The Environmental Cloud (CEBA) is a data lake designed as an answer to the needs of the academic research community to collect, store, and display environmental data coming from connected objects. The data packets are sent by the different LoraWAN networks through the internet and ingested as Json files into the data lake using the Elastic Stack (Beats, Logstash and Elasticsearch products from Elastic, Mountain View, CA, USA). As shown on the  Figure above, Beats is a set of tools comprising the data shippers that transfer the data from collection points (the LoRa server, in our case) into the data lake. Logstash as a data processing pipeline performs data transformation and shipping (logging of data received from Beats, labeling and sending to storage). Elasticsearch is the primary search engine of the data lake. It is coupled to the vizualisation tool Grafana (Grafana Labs, New York, NY, USA) for real-time data visualization on dashboards, automatic monitoring, and alarm triggering. Data can be also exported outside of the data lake using a Message Queuing Telemetry Transport protocol (MQTT) to share them with data users. 

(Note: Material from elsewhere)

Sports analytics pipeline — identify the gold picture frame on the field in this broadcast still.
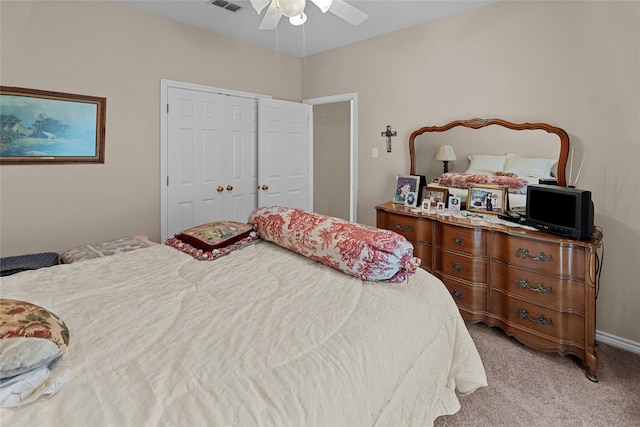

The data packets are stored for later usage either as flat files or in a relational PostgreSQL database, where their consistency is checked. A website allows data lake users to enrich their datasets with metadata, while publication tools are made available, including a GeoNetwork data catalog.

The CEBA data lake is currently used for the monitoring of radon emission by the Etna volcano in Sicily (for more information see  https://www.mdpi.com/1424-8220/20/10/2755/htm ).

A PhD,  started on February 2020 and funded by Financement : CPER / Projet CONNECSENS-2, supervised by LIMOS and LPC laboratories, is working on data query and integration applied on CEBA. It aims at building a query tool with the same functionalities as those proposed by standard spatial data warehouses.